Seeing the Trees for the Forest | A gentle introduction to tree-based methods Part 1
Background & Motivation
As the title of this post suggests, I think there is great value in understanding, at a very low level, how decision trees are built. I hope to present a simple introduction of this process, and then build this out to trees and forests in future posts. But first, a little analogy that hopefully sets some intuition for how this works.
Do you remember playing the game “20 Questions” to pass the time during a long car ride or sleepless nights as a kid? For those that missed out, the game involved two people, a Questioner (Q) and and Answerer (A). First, A thinks of an object and keeps this selection private. Then, Q has the opportunity to ask 20 Yes/No questions in an effort to identify A’s secret object. If you are unfamiliar and curious, try it out here (excuse the clunky UI, and note that you will be playing against a computer Questioner).
When I first learned of the game, I remember being amazed/skeptical that someone could hone in on a specific object from the vast sea of possible words in a mere 20 questions. However, I soon learned that 20 questions was more than enough to identify most objects (at least, objects familiar to a 10 year old).
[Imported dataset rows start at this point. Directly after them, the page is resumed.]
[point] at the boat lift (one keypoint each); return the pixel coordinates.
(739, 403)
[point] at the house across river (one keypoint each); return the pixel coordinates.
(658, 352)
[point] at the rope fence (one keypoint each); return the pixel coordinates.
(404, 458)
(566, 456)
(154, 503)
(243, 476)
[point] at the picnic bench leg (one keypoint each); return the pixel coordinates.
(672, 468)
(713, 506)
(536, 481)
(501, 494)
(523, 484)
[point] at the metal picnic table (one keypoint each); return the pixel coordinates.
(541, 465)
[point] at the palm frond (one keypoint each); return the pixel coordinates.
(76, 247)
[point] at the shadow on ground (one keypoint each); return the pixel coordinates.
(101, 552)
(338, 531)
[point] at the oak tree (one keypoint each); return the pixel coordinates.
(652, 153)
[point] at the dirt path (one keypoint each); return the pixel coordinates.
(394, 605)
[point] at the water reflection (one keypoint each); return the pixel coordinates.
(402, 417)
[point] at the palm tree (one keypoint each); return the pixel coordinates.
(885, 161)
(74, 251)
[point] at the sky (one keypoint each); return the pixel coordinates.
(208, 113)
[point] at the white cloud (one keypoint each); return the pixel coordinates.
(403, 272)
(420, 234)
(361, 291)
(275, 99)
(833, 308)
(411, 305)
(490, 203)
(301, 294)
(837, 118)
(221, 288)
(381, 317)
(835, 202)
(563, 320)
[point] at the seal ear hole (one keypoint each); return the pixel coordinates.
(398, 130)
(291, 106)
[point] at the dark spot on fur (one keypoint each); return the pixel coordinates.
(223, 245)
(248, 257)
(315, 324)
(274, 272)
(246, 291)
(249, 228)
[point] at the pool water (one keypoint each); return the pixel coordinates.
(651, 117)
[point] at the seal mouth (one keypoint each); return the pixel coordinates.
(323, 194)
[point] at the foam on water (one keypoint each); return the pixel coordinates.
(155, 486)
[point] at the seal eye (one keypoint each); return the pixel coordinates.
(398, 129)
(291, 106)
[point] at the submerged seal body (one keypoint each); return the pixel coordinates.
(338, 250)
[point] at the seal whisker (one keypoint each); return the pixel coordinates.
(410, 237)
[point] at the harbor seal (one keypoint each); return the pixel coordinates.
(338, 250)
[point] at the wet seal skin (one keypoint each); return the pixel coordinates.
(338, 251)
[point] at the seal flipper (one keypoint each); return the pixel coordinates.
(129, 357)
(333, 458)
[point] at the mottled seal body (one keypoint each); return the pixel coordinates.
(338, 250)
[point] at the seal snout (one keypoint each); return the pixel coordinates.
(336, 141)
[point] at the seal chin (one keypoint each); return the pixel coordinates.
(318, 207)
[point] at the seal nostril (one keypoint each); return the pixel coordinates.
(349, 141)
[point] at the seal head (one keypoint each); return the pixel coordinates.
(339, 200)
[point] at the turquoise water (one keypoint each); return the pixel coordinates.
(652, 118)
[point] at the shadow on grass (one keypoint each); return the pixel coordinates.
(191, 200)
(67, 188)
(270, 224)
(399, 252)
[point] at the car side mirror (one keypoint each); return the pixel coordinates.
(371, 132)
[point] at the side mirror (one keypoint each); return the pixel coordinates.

Additionally, the particular questions I asked impacted how quickly and efficiently I could hone in on the target object (rather than just asking the same predefined 20 questions every game, for example).
Although at the time, I was not thinking of my gameplay as selecting “optimal questions” to efficiently “partition the object space”, in hindsight I realize I (needless to say, this is not specific to me, I would guess it applies to most kids who learn the game) internalized some of the same rules that, at an abstract level, govern how decision trees learn a problem.
The takeaway was: even simple yes/no questions, when chosen properly, can efficiently partition even a very complex space.
Decision Trees: Selecting Splits
Generating Candidate Splits
Similar to the questions in a game of 20 Questions, decision trees ask a series of Yes/No questions about your data. At each step, we first gather a list of all potential questions about our features (for categorical features, we can ask “Is Feature I = X” for each category X in Feature I, and for continuous features we can ask “Is Feature I greater than X” for each observed value of Feature I (or some discretization of the observed values)).
Suppose we have the following toy dataset of salaries by age and geographic region:
Age | Region | Salary |
---|---|---|
25 | West | 53 |
55 | West | 98 |
19 | Midwest | 50 |
49 | Midwest | 110 |
Given such a table, we can generate all candidate splits with the following code:
def get_candidate_splits(df, y):
"""
df: pandas dataframe, to search for possible splits
y: value we are trying to predict (so omit from candidate splits)
"""
candidate_splits = []
for col, dtype in df.dtypes.iteritems():
if col == y:
# We don't want to split on target variable
continue
if np.issubdtype(dtype, np.number):
# If numeric, discretize cutpoints to be along the deciles (not a general rule, my simplification here)
if df[col].nunique()<5:
candidate_splits += [(col, v) for v in sorted(df[col].unique())[1:]]
else:
candidate_splits += [(col, v) for v in set(np.percentile(df[col].dropna(), range(10, 100, 10)))]
else:
# If categorical, split on the 10 most frequenty occuring values (again my simplification)
if df[col].nunique()<10:
candidate_splits += [(col, v) for v in df[col].unique()]
else:
candidate_splits += [(col, v) for v in df[col].value_counts().sort_values(ascending=False).index[:10]]
return candidate_splits
Applying this to the toy dataset gives:
candidate_splits = get_candidate_splits(toy_data, 'Salary')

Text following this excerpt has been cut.